HONG KONG (Reuters) – Hong Kong’s political crisis enters its second week on Monday as uncertainty grows over the fate of government leader Carrie Lam and the extradition bill she postponed at the weekend.
A helmet and messages of support for the protest against a proposed extradition bill, are seen displayed early morning in Hong Kong, China June 17, 2019. REUTERS/Athit Perawongmetha
Protest organizers said almost 2 million people turned out on Sunday to demand that Lam step down in what is becoming the most significant challenge to China’s relationship with the territory since it was handed back by Britain 22 years ago.
It comes at a time when Chinese President Xi Jinping is grappling with a deepening U.S. trade war, an ebbing economy and regional strategic tension.
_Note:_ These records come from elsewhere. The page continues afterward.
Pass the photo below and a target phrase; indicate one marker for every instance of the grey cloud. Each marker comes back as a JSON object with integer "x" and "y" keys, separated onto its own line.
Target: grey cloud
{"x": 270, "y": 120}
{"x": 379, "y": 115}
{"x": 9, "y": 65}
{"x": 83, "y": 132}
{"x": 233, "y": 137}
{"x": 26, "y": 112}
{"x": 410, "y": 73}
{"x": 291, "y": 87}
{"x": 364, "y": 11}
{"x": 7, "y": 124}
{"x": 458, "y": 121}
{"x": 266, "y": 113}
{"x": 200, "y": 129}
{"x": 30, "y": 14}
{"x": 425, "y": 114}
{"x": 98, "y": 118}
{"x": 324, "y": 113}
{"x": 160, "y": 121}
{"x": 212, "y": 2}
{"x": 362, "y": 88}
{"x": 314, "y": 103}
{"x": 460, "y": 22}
Hong Kong opposition politicians are echoing marchers’ calls for both Lam and the law to go, even after she apologized for her government’s handling of the bill, which would let suspects be sent to mainland China for trial for the first time.
“Her government cannot be an effective government, and will have much, much, much difficulties to carry on,” veteran Democratic Party legislator James To told government-funded broadcaster RTHK.
“I believe the central people’s government will accept her resignation.”
However, the official China Daily said Beijing’s leaders would continue to back Lam, as it lashed out at foreign “meddling” in the crisis.
China’s support for Lam will “not waver, not in the face of street violence nor the ill-intentioned interventions of foreign governments,” the newspaper said in an editorial.
While Lam delayed the bill, it has yet to be completely shelved, despite broad domestic and international concern that the status of Hong Kong as a financial hub could be eroded by changes to the rule of law.
“We cannot accept her apology, it doesn’t remove all our threats,” said social worker Brian Chau, one of several hundred protesters who stayed overnight in the Admiralty district around the government headquarters and legislature.
Some demonstrators cleared rubbish left after the vast, but peaceful, march while others sang ‘Hallelujah’, a gospel song that has become a feature of the protests against Lam.
The headquarters will stay closed on Monday, the government said. A smattering of uniformed police stood by without riot equipment, in a contrast to the recent violent skirmishes between police and protesters.
The movement against Lam is widely expected to get a boost on Monday morning, when one of the government’s most strident critics, activist Joshua Wong, is set to be freed from jail.
Wong, 22, and his pro-democracy Demosisto group played a key role in the “Occupy” protests that galvanized the city in 2014.